Image of the PTAB logo with an arrow pointing to the District Court logo, illustrating that differing standards used won't invoke issue preclusion to stop further litigation.

An Illustration from Life of Issue Preclusion

The kids are fighting over something and bring it to me to resolve. I don’t really want to get involved in whatever they’re arguing about. Instead of just telling them to knock it off, I agree to hear them out on one condition: if they’re going to drag me into this, they have to accept my decision and move on.

Each kid is convinced he’s absolutely right, so they agree. After listening to both number 1 and number 2’s arguments, I decide number 2 was wrong. I tell him that number 1 is right and that he needs to apologize. They both leave, number 1 looking smug and number 2 pouting.

 

Five minutes later, number 2 comes back. He starts making the same arguments again, insisting I must not have understood the first time. I stop him right there and remind him that this issue has already been decided. He agreed to accept the judgment.

This is the basic legal principle of “issue preclusion”. Once a court has finally decided a specific issue of fact or law, the parties can’t re-litigate that same issue in a later case. This is true even if later case involves different claims.

Why Patent Cases Often Have Two Battles: PTAB vs. District Court

Issue preclusion comes up frequently in patent cases. These cases often involve two sequential proceedings: an Inter Partes Review (IPR) at the Patent Trial and Appeal Board, followed by district court litigation.

An IPR may cancel some claims. After that, the patentee often amends the lawsuit to assert similar—but not identical—claims in court. The accused infringer naturally argues that the PTAB has already decided the relevant issues. They claim the patentee should not get another bite at the apple.

The Federal Circuit’s Take: Different Standards, Different Outcomes

The Federal Circuit has generally rejected that argument.

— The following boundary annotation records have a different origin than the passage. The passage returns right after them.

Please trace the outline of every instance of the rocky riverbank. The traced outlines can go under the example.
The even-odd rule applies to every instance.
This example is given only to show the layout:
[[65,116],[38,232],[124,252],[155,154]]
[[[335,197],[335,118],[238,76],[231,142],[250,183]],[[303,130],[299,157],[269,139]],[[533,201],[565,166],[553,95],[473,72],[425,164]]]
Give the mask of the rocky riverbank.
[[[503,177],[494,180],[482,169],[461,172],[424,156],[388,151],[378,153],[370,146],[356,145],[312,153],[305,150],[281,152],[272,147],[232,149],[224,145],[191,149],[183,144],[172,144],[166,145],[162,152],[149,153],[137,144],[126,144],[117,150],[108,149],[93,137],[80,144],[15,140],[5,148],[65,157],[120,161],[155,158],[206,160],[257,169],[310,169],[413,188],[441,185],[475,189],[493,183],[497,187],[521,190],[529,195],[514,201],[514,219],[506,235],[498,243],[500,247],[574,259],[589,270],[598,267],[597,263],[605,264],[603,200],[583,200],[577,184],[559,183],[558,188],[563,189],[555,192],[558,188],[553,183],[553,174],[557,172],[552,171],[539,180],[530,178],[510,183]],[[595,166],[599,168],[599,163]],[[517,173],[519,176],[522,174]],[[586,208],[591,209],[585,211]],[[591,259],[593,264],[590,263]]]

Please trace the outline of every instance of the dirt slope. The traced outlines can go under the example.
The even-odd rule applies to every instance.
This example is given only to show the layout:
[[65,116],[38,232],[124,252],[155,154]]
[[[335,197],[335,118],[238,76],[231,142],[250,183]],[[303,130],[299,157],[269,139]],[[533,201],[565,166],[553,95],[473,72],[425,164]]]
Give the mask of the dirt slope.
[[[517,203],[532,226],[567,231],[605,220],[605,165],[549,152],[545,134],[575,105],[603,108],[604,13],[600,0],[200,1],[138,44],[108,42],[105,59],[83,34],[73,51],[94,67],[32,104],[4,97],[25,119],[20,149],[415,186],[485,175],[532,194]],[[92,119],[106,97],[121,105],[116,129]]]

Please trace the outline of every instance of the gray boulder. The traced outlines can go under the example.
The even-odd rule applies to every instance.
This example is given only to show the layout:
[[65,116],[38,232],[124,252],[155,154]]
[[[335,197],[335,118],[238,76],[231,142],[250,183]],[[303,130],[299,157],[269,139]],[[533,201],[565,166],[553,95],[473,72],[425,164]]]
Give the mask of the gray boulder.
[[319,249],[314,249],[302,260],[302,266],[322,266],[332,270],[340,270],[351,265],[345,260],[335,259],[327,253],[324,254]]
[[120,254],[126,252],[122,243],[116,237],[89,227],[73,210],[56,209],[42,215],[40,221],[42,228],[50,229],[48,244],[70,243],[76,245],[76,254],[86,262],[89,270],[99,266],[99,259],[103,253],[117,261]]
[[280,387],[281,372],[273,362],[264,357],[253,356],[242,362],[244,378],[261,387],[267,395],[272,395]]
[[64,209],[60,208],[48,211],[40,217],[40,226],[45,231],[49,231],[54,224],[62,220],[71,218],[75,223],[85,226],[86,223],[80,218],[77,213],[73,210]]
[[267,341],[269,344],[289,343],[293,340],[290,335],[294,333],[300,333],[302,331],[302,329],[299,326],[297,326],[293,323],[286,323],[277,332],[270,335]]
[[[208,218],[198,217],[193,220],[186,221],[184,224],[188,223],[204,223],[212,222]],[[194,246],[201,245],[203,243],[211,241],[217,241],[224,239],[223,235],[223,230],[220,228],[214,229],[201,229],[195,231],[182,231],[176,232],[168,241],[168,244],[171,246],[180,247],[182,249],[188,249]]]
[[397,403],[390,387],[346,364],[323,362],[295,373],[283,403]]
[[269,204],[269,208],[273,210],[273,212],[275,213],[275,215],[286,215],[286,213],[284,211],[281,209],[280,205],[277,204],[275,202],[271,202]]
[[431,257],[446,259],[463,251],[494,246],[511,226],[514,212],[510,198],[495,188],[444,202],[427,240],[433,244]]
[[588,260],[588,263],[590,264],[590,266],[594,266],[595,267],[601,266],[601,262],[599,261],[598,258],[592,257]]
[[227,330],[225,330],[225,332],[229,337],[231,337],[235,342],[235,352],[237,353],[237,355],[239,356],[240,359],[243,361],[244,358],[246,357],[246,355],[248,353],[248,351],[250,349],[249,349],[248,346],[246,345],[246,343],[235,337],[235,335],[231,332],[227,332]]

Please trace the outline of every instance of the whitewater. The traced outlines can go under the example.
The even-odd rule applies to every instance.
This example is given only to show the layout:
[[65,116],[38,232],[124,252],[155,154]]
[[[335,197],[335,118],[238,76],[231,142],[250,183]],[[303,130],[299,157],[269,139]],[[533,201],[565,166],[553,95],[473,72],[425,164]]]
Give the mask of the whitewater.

Invalidity in an IPR is decided under the lower preponderance of the evidence standard. Invalidity in district court must be proven by clear and convincing evidence. Because of this difference, the two proceedings do not resolve the “same issue” for purposes of issue preclusion. In short, what counts as “already decided” in an IPR often isn’t “already decided” in court.

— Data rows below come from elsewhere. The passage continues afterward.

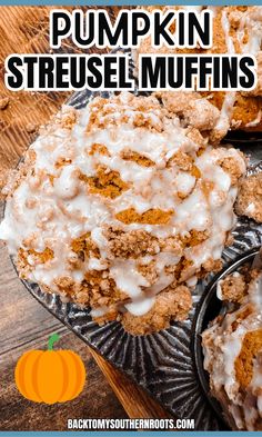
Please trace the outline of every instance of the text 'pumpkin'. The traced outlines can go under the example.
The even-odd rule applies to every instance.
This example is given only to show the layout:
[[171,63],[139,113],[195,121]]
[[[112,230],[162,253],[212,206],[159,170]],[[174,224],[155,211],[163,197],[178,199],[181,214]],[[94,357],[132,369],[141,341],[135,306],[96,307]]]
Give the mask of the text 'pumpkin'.
[[85,369],[72,350],[53,350],[59,336],[52,335],[48,350],[29,350],[19,359],[14,378],[21,395],[34,403],[56,404],[74,399],[83,389]]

Number 2 would certainly approve.

Summary of Causam Enterprises, Inc. v. International Trade Commission (Fed. Cir. Oct. 15, 2025)

The Federal Circuit court, narrowing patent assignments, ruled CIP applications aren't covered by assignments.

Continuation-in-Part Applications Not Covered in Assignments

The Federal Circuit held that a 2007 patent assignment did not cover continuation-in-part (CIP) applications.
The assignment referenced “divisions, reissues, continuations, and extensions,” but did not mention CIPs.
Relying on standard contract principles, the court refused to insert terms the parties did not include.

The Distinction Between Continuation and Continuation-in-Part Applications

The panel emphasized that continuations and CIPs are distinct under long-settled patent law. Continuations cannot add new matter, while CIPs can. That difference carries real legal and practical consequences for ownership and recordation.

The Singular Exception in UNM v Knight

The court contrasted its decision with University of New Mexico v. Knight (2003). In Knight, similar language was held to include CIPs. The panel distinguished that case because additional agreements transferred “all related patents.”

Potential Gamesmanship of the Decision

Some commentators described the analysis as clear but overly formalistic. They argued it ignored functional concerns, including potential gamesmanship. A drafter could add minimal new material, file a CIP, and shift ownership.

In the end, the ownership dispute did not matter. A companion IPR proceeding had already invalidated the relevant patent claim for obviousness.

For additional information on Continuation and Continuation-in-Part patent applications, see our FAQ section on Patent Prosecution, with the questions addressed towards the bottom of the page.

Automated Telephone Line Open

We just opened up a new service: a telephone line: (949) 943-8311 . You can call and get answers to basic Intellectual Property questions. We have text FAQs available on our website. We also have a text chatbot available too that uses a personalized Chat GPT. The Chatbot accesses information from the FAQs and Bob’s books: White Space Patenting, and Green Fields Patenting.
But if you want to ask the questions with voice rather than text them, this might be the option for you.
The new Voice line can be accessed at (949) 943-8311.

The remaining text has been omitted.